Photography: shifting the focus

The annual Contemporary African Photography Prize recognizes images that engage with Africa or its diaspora. Here, we present images from 2022’s five winners.

The World Today Updated 27 October 2022 1 minute READ
Black-and-white urban street scene in Madagascar with two young boys posing in the foreground, their heads digitally removed from the image

From the series ‘Sarotava’, by Mahefa Dimbiniaina Randrianarivelo
‘Sarotava’ means ‘mask’ in Malagasy, the language of Madagascar where Randrianarivelo was born in 1991 and still lives.
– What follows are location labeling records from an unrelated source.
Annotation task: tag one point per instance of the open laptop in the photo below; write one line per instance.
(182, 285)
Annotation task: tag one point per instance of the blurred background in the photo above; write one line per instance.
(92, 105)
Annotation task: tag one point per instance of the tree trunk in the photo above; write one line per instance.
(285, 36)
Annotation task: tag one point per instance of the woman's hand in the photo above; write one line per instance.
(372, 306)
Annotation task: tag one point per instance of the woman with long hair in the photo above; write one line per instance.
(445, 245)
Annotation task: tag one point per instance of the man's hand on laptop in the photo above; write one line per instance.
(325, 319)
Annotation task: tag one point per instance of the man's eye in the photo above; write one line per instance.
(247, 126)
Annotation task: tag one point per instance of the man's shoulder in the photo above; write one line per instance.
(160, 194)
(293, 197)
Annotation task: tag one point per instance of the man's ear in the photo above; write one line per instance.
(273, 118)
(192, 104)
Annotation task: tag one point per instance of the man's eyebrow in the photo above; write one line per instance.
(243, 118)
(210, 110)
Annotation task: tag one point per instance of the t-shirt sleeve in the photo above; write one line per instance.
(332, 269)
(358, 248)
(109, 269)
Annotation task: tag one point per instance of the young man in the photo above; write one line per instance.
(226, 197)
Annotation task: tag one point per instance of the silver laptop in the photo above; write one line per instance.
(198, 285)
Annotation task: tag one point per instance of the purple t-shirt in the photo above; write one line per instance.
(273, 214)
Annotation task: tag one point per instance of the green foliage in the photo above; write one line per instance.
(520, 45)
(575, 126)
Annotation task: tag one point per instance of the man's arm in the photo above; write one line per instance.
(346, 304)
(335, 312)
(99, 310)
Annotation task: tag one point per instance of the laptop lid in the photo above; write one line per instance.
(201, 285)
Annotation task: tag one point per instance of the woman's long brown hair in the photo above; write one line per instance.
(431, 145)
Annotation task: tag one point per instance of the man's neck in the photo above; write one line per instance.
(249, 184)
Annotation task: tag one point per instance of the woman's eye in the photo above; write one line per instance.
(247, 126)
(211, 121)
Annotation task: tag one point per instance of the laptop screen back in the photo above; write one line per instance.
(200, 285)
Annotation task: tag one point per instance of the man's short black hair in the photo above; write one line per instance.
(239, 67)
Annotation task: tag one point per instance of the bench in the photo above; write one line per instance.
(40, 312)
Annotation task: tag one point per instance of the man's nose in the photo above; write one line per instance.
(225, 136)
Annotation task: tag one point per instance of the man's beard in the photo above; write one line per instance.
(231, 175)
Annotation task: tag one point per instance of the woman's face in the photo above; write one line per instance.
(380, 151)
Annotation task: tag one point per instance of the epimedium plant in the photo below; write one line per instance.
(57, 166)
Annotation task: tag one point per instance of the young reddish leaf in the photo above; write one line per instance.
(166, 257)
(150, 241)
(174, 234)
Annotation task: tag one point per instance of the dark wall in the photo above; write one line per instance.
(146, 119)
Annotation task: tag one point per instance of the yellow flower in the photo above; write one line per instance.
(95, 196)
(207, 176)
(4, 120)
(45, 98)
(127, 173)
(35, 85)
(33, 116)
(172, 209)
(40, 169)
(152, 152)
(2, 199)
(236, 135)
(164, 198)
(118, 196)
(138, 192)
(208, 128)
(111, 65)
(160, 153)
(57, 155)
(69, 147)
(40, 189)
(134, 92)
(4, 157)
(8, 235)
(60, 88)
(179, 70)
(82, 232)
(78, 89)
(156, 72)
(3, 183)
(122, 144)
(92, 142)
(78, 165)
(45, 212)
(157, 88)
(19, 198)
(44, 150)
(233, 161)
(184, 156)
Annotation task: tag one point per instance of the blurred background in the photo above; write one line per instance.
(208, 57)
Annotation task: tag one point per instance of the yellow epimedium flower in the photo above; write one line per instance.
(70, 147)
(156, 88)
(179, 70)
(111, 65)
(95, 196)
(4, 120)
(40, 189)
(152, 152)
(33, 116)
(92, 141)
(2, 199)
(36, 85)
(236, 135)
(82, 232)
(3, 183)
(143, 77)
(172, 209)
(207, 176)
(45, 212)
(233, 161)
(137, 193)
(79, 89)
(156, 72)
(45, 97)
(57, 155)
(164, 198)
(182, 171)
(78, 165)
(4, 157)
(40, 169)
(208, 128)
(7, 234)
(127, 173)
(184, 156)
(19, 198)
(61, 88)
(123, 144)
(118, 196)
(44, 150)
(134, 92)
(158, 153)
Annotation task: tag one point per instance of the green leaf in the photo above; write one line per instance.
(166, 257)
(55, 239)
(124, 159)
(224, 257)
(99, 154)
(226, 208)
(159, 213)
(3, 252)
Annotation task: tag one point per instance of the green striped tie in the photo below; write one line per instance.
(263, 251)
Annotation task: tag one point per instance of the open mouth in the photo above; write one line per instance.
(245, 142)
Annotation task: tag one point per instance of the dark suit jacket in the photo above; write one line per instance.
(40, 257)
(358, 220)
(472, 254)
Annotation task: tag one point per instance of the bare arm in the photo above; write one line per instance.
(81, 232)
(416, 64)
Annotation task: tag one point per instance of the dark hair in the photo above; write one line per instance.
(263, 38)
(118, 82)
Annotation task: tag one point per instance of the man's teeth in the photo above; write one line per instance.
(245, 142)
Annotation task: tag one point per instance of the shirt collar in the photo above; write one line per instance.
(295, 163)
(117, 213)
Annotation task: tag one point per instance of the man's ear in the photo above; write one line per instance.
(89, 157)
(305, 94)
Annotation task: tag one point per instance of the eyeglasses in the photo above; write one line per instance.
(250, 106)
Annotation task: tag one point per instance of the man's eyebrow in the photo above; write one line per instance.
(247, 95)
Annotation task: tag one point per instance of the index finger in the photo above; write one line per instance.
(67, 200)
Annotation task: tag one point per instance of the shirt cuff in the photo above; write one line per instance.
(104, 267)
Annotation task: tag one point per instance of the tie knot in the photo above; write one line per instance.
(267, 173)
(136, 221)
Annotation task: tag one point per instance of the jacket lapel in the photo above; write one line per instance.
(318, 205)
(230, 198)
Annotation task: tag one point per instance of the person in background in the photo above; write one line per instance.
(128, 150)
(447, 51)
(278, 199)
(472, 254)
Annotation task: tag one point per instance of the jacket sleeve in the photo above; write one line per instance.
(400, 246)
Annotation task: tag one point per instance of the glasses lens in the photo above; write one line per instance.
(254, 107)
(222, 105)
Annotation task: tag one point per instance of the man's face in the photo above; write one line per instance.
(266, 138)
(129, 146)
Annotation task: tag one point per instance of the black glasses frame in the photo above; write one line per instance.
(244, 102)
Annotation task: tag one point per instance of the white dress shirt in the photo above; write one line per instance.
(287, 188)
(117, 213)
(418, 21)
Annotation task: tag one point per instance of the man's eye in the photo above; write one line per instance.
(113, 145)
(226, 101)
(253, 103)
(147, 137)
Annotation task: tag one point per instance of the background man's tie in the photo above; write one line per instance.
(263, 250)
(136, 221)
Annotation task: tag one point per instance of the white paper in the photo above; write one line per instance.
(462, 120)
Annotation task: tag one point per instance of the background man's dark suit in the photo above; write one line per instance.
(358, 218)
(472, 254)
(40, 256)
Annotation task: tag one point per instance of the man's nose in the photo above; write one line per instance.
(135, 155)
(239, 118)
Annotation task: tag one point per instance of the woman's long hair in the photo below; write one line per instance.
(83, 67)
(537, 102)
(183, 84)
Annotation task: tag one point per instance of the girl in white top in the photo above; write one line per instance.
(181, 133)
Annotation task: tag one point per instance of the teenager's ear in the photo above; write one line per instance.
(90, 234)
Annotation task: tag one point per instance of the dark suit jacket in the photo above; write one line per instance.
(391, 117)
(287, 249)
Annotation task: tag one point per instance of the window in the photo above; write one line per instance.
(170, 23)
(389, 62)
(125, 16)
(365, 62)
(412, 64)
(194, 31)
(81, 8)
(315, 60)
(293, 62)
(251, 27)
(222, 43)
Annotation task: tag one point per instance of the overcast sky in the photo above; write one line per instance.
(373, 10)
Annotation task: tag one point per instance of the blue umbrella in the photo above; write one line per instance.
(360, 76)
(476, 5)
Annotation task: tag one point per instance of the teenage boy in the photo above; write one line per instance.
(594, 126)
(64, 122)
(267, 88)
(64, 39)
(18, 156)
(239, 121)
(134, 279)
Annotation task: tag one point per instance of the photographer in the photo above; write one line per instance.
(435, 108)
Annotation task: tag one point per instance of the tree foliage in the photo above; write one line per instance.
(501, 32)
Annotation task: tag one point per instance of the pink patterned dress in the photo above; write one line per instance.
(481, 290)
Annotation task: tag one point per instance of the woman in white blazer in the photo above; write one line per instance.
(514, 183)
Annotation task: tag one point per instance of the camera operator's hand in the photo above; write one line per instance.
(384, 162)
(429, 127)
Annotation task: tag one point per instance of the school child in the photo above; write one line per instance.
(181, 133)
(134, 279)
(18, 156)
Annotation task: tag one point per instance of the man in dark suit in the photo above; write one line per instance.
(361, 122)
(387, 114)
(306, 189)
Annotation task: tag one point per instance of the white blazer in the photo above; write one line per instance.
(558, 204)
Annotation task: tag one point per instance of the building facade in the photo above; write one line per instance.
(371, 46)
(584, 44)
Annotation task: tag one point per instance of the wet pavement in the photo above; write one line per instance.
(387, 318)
Each portrait subject in the series is headless, a comment, says Randrianarivelo, on the lot of the Malagasy people; life there is like ‘the middle ages, yet you have access to the technology of the contemporary world’.
 


Portrait of a schoolgirl in uniform sitting sideways on a chair, the wall behind her decorated with mauve flower petals

From the series ‘Kakenya’s Dream’, by Lee-Ann Olwage
Born in 1986, the South African photographer worked with girls from Kakenya’s Dream, a Kenyan educational nonprofit that empowers girls in order to end harmful traditional practices such as female genital mutilation.
 


Self-portrait photograph of Egyptian photographer Amina Kadous in a veil holding a bunch of flowers in the dark of her grandmother's old kitchen

From the series ‘White Gold’, by Amina Kadous
The Cairo-based photographer explores her family’s long history in Egypt’s famous textiles trade: ‘I see myself in cotton’s journey [and] the legacies of my grandparents and my own country’s eroding history.’
 


Photo portrait of a woman in the Democratic Republic of the Congo, her left eye towards the camera, her right eye obscured by a Covid-style mask pulled obliquely over her face

From the series ‘Double identity’, by Pamela Tulizo
Born in 1993 in the Democratic Republic of the Congo, Tulizo uses actors, mannequins and dancers to reveal the strength and beauty of the women of Goma and Kivu province, rejecting the wider world’s representation of them as victims.
 


Blurred close-up portrait of a woman with a face garishly made up in heavy blue foundation, red lipstick, orange eyelids and blonde hair

From the series ‘Lip Service’, by Remofiloe Nomandla Mayisela
Born in 1994, the South African lens-based artist uses her experience as a ‘makoti’ (bride) to question why women’s bodies are ‘for consumption’ while they themselves are assigned to the kitchen.